Conversational Decision Support for Information Search Under Uncertainty: Effects of Gist and Verbatim Feedback
Kexin Quan, Jessie Chin
TL;DR
This work investigates how feedback representation in AI-assisted decision support influences information search under uncertainty. By introducing SERA, which delivers gist or verbatim summaries during sequential information sampling, the authors examine effects on decision accuracy, confidence, and search behavior across three uncertainty environments. Across two experiments, SERA improved outcomes, with gist feedback promoting efficient, meaning-based stopping and verbatim feedback fostering extended, attribute-heavy exploration; environmental uncertainty moderated these effects. The findings support adaptive, environment-aware feedback as a design lever for human–AI decision support and have implications for making search and stopping central in complex information tasks.
Abstract
Many real-world decisions rely on information search, where people sample evidence and decide when to stop under uncertainty.
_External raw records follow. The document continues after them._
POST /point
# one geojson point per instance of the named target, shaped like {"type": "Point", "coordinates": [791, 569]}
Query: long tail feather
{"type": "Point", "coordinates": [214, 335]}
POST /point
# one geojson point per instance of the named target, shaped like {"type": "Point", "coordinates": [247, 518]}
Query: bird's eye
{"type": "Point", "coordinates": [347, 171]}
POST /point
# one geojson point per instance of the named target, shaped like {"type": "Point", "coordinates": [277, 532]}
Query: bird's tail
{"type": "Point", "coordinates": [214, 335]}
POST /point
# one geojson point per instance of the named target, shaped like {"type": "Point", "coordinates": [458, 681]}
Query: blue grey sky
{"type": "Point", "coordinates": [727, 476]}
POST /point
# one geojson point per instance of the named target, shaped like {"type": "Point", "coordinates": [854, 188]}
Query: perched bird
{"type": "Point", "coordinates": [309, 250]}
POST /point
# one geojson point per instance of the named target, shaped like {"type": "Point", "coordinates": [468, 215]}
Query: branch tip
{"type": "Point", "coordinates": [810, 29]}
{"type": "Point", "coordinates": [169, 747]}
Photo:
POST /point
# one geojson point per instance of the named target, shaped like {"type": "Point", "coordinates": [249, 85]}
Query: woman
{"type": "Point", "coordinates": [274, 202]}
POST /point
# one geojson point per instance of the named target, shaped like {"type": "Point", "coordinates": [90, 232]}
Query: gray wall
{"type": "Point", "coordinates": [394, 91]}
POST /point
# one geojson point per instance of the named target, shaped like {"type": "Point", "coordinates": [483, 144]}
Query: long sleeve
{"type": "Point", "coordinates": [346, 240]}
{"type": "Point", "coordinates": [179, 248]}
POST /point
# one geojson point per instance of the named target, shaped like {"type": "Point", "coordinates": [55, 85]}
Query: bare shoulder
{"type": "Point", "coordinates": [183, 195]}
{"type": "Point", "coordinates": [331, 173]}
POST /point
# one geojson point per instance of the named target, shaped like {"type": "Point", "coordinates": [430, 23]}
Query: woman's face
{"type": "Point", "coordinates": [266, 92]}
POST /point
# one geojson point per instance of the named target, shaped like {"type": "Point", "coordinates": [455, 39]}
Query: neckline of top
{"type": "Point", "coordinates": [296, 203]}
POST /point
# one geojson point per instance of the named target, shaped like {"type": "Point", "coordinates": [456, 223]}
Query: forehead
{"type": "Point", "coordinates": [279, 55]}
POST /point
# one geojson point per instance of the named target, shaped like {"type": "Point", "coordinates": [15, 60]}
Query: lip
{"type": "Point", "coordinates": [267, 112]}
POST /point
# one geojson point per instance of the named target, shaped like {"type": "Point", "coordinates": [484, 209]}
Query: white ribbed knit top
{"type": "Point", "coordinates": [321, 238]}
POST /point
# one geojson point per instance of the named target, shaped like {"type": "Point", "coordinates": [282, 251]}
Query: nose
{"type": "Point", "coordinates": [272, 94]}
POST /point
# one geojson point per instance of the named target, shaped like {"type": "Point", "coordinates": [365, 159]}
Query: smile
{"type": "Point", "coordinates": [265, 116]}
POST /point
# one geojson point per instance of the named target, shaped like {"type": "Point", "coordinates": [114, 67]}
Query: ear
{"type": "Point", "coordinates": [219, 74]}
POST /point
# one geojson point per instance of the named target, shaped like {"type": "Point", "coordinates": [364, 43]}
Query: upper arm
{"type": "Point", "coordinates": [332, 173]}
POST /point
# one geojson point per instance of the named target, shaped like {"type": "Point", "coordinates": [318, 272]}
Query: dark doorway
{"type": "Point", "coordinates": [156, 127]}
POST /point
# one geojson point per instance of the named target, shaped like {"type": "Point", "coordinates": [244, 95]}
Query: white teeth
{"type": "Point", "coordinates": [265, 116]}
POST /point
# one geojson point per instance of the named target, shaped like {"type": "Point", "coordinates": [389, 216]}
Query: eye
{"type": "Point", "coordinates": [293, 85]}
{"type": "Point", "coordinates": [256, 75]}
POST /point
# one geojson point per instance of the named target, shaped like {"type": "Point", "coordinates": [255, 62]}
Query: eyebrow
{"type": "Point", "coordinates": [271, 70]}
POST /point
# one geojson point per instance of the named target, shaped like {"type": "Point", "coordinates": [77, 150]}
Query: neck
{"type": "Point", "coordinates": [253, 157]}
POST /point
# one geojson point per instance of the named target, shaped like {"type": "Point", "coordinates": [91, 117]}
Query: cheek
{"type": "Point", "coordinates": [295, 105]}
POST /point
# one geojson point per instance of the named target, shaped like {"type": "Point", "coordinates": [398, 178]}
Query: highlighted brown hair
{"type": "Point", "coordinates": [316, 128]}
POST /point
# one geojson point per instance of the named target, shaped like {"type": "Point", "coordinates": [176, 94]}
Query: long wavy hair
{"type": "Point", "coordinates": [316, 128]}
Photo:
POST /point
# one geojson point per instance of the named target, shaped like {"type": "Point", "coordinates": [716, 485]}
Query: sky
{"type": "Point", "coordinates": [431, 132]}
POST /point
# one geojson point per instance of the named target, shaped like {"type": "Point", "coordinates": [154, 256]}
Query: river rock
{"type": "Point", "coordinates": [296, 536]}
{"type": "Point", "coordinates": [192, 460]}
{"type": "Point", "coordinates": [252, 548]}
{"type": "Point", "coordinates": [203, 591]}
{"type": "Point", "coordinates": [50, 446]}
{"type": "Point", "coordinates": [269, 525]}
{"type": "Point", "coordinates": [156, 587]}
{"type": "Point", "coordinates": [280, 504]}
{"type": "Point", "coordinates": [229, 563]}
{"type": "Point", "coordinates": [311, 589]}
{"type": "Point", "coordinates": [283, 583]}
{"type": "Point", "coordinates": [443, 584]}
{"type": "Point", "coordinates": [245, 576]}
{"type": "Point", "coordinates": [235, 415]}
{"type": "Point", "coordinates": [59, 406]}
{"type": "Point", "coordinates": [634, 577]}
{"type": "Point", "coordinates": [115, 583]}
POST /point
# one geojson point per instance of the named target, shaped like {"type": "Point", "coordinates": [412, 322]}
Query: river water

The uncertainty in the environment, particularly how diagnostic evidence is distributed, causes complexities in information search, further leading to suboptimal decision-making outcomes. Yet AI decision support often targets outcome optimization, and less is known about how to scaffold search without increasing cognitive load. We introduce SERA, an LLM-based assistant that provides either gist or verbatim feedback during search. Across two experiments (N1=54, N2=54), we examined decision-making outcomes and information search in SERA-Gist, SERA-Verbatim, and a no-feedback baseline across three environments varying in uncertainty. The uncertainty in environment is operationalized by the perceived gain of information across the course of sampling, which individuals may experience diminishing return of information gain (decremental; low-uncertainty), or a local drop of information gain (local optimum; medium-uncertainty), or no patterns in information gain (high-uncertainty), as they search more. Individuals show more accurate decision outcomes and are more confident with SERA support, especially under higher uncertainty. Gist feedback was associated with more efficient integration and showed a descriptive pattern of reduced oversampling, while verbatim feedback promoted more extensive exploration. These findings establish feedback representation as a design lever when search matters, motivating adaptive systems that match feedback granularity to uncertainty.